Pour en revenir à la question du prix des marchés, n’y a-t-il pas un risque si les prix sont trop bas ?
Le secteur des travaux proprement dit a toujours été sensible à la conjoncture économique d’où des fluctuations dans les prix souvent très importantes à la hausse ou à la baisse en très peu de temps. Si certaines entreprises décident de baisser les prix, elles entraînent les autres dans leur sillage. Mais à l’inverse, quand le marché est plus tendu, les indices de prix des travaux publics augmentent 2 à 3 fois plus vite que l’inflation. Il faut donc raisonner sur plusieurs années et non sur la tendance immédiate ; à cet égard, les marchés pluriannuels sont assez sécurisants pour tout le monde.
Il ne faut toutefois pas minimiser le risque de cercle vicieux et de dérapage vers des prestations « low-cost » et de mauvaise qualité.
Certaines entreprises reprochent aux collectivités de choisir trop souvent la moins chère des offres acceptables (voire parfois il de ne même pas éliminer les offres anormalement basses). Il est vrai qu’il est parfois difficile de retenir une offre sensiblement plus chère que les autres : cela constitue un pari car un prix élevé n’est pas non plus un gage de qualité. Nous devons donc promouvoir des mécanismes contractuels et d’analyse d’offres qui s’attachent à prendre en compte le coût du projet sur l’ensemble du cycle de vie de l’ouvrage. Il faut aussi que chacun fasse œuvre de pédagogie notamment vis-à-vis des usagers – n’oublions pas que ce sont eux qui payent – (et parfois des oppositions au sein des collectivités mais c’est une autre histoire) pour justifier le choix d’entreprises parfois plus chères à court terme mais moins chères sur la durée.

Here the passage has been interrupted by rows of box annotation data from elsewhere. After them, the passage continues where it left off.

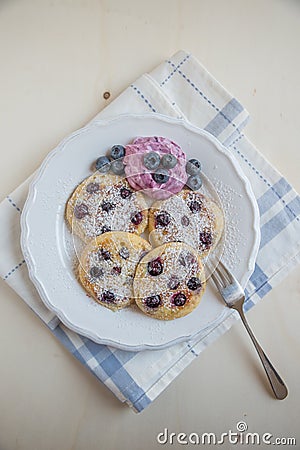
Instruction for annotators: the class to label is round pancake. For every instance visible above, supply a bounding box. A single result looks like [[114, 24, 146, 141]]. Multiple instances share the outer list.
[[149, 189, 224, 258], [133, 242, 206, 320], [66, 172, 148, 242], [78, 231, 151, 311]]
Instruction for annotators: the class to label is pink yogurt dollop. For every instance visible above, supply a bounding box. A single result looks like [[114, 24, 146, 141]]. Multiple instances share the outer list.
[[124, 136, 187, 199]]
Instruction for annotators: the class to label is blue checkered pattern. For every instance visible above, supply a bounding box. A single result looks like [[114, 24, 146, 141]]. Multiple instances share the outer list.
[[0, 52, 300, 411]]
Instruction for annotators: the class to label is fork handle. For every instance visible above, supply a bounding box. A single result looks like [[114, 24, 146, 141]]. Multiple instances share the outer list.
[[233, 302, 288, 400]]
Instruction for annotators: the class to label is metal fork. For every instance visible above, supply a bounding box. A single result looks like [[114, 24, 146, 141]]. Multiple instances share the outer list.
[[211, 261, 288, 400]]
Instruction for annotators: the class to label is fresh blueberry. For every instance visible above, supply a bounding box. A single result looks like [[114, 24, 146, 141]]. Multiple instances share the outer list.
[[119, 247, 129, 259], [111, 266, 122, 275], [187, 277, 202, 291], [168, 275, 180, 291], [181, 216, 190, 227], [96, 156, 110, 173], [152, 169, 170, 184], [99, 248, 111, 261], [90, 266, 103, 278], [101, 202, 115, 213], [120, 187, 132, 198], [144, 152, 160, 170], [186, 175, 202, 191], [110, 145, 125, 159], [199, 231, 212, 249], [145, 295, 161, 308], [155, 211, 171, 228], [131, 212, 143, 225], [185, 158, 201, 175], [189, 200, 201, 214], [173, 292, 186, 306], [147, 258, 163, 277], [110, 158, 125, 175], [86, 183, 100, 194], [100, 225, 111, 234], [100, 291, 115, 303], [161, 153, 177, 169], [74, 203, 89, 219]]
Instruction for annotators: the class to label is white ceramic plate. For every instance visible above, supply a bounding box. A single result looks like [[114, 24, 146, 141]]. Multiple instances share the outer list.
[[21, 114, 260, 351]]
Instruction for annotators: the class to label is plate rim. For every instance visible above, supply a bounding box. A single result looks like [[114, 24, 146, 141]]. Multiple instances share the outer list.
[[20, 113, 260, 351]]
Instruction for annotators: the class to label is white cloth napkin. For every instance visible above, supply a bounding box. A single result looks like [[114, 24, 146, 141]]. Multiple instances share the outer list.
[[0, 51, 300, 412]]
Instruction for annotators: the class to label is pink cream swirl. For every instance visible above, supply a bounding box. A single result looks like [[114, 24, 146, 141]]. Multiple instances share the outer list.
[[124, 136, 187, 199]]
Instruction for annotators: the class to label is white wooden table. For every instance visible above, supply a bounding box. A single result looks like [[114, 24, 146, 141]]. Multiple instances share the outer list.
[[0, 0, 300, 450]]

Mais ce ne sont pas les collectivités qui vont établir les offres des entreprises ! Et il faut être cohérent : nous observons ces dernières années une augmentation considérable des contentieux sur les marchés publics, engagés par ces mêmes entreprises lorsqu’elles sont les moins chères et ne comprennent pas que l’on ne les ait pas retenues….
Pour terminer et conclure sur la lettre, qui a été à son initiative ?
Le SYNCRA nous a proposé de nous associer à cette lettre ouverte et nous avons accepté dès lors que nous en partageons les enjeux.
Nous sommes d’ailleurs également signataire de la charte de qualité des réseaux d’assainissement.